The specifications of the deionized water production apparatus, the water flow rate, the specifications of the feed water, etc. in the examples and comparative examples 1 and 2 are as follows. CER is an abbreviation for cation exchange resin, and AER is an anion exchange resin.
・ Cathode chamber E1: Dimension 100 × 300 × 4 mm AER filling ・ Anode chamber E2: Dimension 100 × 300 × 4 mm CER filling ・ Main cation desalination chamber D1: Dimension 100 × 300 × 8 mm CER single bed ・ Main anion desalination chamber D2 : Dimension 100 × 300 × 8 mm AER single bed / secondary cation desalination chamber S1: Dimension 100 × 300 × 8 mm CER single bed / secondary anion desalination chamber S2: Dimension 100 × 300 × 8 mm AER single bed / concentration chamber: Dimension 100 × 300 × 4mm (both rooms) AER single floor (both rooms)
・ Treatment water flow rate: 50L / h
・ Concentrated water flow: 5L / h
・ Electrode water flow rate: 10L / h
・ Desalination chamber supply water (treated water): One-stage RO permeated water 6 ± 1 μS / cm
・ Concentration chamber supply water: 1 stage RO permeated water 6 ± 1 μS / cm
-Electrode chamber supply water: Desalination chamber treated water-Applied current value: 1A
About the apparatus of the Example and the comparative examples 1 and 2, the operation | movement of 1000 hours was performed and the temporal change of the treated water quality, the operating voltage (relative value), and the desalination chamber water flow differential pressure (relative value) was compared. The results are shown in FIGS. 4 (a) to (c). Here, the desalination chamber water flow differential pressure is a differential pressure measured between the treated water inlet and the treated water outlet of the deionized water production apparatus.

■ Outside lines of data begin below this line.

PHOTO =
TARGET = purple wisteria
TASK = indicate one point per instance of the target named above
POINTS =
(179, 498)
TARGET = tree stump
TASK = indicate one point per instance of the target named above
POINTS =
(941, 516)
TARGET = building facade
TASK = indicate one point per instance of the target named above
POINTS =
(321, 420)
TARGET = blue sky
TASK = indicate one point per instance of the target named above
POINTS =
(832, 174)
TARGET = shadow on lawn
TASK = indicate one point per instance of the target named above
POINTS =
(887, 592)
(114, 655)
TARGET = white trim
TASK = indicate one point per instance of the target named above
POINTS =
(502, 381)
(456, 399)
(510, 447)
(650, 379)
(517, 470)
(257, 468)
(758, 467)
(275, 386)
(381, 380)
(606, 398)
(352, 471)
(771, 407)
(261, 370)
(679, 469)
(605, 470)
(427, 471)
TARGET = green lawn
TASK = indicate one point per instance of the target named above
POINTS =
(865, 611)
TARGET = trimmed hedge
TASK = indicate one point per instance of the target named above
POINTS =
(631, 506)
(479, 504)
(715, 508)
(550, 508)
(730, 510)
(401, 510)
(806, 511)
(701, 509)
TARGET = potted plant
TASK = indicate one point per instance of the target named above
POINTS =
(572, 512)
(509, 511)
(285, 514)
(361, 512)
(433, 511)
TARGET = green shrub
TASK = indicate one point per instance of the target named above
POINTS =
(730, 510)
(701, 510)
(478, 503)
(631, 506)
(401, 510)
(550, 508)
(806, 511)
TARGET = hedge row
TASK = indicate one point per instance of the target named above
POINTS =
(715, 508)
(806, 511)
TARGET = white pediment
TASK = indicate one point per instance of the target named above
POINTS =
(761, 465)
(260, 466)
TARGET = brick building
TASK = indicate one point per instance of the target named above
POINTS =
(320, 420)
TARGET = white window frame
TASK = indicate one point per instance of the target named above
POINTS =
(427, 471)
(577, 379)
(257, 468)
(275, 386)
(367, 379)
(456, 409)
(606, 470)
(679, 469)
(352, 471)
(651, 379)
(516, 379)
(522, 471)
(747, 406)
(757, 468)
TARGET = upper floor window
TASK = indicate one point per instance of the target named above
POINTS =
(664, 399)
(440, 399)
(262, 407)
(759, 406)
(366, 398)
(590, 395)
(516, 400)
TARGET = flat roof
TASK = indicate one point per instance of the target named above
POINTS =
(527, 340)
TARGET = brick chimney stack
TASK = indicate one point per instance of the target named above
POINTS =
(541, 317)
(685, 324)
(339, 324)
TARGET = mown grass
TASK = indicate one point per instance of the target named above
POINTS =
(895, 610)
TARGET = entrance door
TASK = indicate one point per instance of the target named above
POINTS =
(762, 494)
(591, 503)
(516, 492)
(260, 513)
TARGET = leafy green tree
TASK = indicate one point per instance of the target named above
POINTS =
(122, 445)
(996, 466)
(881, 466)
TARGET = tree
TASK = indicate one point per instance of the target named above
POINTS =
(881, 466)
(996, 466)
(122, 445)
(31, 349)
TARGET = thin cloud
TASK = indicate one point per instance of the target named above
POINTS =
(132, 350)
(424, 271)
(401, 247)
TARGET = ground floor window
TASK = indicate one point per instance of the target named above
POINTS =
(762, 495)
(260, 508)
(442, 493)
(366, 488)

  In the example, since the sub-desalination chamber and the main desalination chamber were used as parallel water flow, the flow path length was ½ that of the comparative example. For this reason, as shown in FIG.4 (c), the water flow differential pressure reduced significantly. As shown to Fig.4 (a), the quality of treated water is favorable and has shown the stable characteristic irrespective of the operation time. This is thought to be because the sub-desalination chamber and the main desalination chamber were in parallel water flow, and the water flow rate in each chamber was ½ that of the comparative example, and the contact time with the resin increased. As shown in FIG. 4B, the operating voltage is also kept low.

  In Comparative Examples 1 and 2, the flow path length was double that of the example because the auxiliary desalting chamber and the main desalting chamber were connected in series. In addition, due to series water flow, the treatment flow rate in each chamber was double that of the example, and the water flow differential pressure increased as shown in FIG. In Comparative Example 1, as shown in FIG. 4B, the operating voltage increased with time. This is thought to be due to the fact that the pH of the anion exchange membrane surface adjacent to the concentration chamber tends to be inclined to alkali due to the small amount of salt components in the secondary anion demineralization chamber in the latter stage, and scale generation has progressed. In Comparative Example 2, as shown in FIG. 4A, the quality of the treated water was lowered. This is thought to be due to the fact that the pH of the cation exchange membrane surface adjacent to the concentrating chamber is inclined to acid and the reverse diffusion of carbonic acid from the concentrating chamber proceeds because there are few salt components in the secondary cation desalting chamber in the latter stage. .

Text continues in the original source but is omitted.